The AirPods Pro 2 could come this year without a popular feature

Apple’s AirPods Pro 2 wireless earbuds may finally arrive this year, but it’s not all good news: the long-awaited buds may not have a much-requested charging update.

Noted According to Apple analyst Ming-Chi Kuo, mass production of the AirPods Pro 2 will begin in the second half of 2022, which should indicate a release before Christmas. Unfortunately, according to Kuo, Apple is sticking to its guns with a Lightning port on the charging case rather than the much-desired USB-C port.

If Kuo is true, Apple is still hesitant to abandon its own charging method in favour of the more widely adopted USB-C standard. Because Apple hasn’t said anything about the AirPods Pro 2, experts recommend accepting Kuo’s views with a pinch of salt.

However, the Apple analyst has previously shown to be a reliable source of Apple product information. Kuo anticipated that the iPhone 12 would not include a 120Hz display, for example. As a result, we wouldn’t be surprised if he’s right about Apple’s persistent reluctance to transition to a USB-C connector for charging.

While Apple may be hesitant to ditch Lightning, other recent sources imply that the wireless earphones may push the envelope in other ways. According to a patent, the AirPods Pro 2 could use an unique wireless streaming technology that will allow the buds deliver lossless music.

Ride the Lightning

Apple’s proprietary Lightning cable provides advantages in that it allows for reliable quick charging of Apple products, such as the iPhone 13 and the first AirPods Pro — Because USB-C cables aren’t all the same and there’s no way to tell them apart, you can get mixed results.

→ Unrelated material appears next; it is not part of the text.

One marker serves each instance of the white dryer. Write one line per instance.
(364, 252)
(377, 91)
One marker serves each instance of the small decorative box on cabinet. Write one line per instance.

While it makes sense for the tech giant to convert to USB-C connections for convenience, it’s easy to see why it may stick with its own charging system.

Apple goods that require a Lightning connector for charging are another another technique for the firm to keep its users tethered to the Apple ecosystem. Because Apple licences out ‘official’ accessories, the purchase of Lightning cords provides Apple with a significant stream of accessory revenue.

In comparison, USB-C is a lot more widely adopted technology, and chances are you already own at least one USB-C cable. More frequently than not, USB-C ports may be found on Android phones and tablets, as well as handheld gaming consoles like the Nintendo Switch.

However, it’s not all bad news: according to another recent Kuo claim, Apple may eventually abandon Lightning after the launch of the iPhone 14, making the company’s next flagship phone the last to require Apple’s proprietary charging technology. For the sake of convenience, we wish that shift could happen sooner rather than later, but there is a ray of hope on the horizon for Apple fans who want the company to switch to USB-C.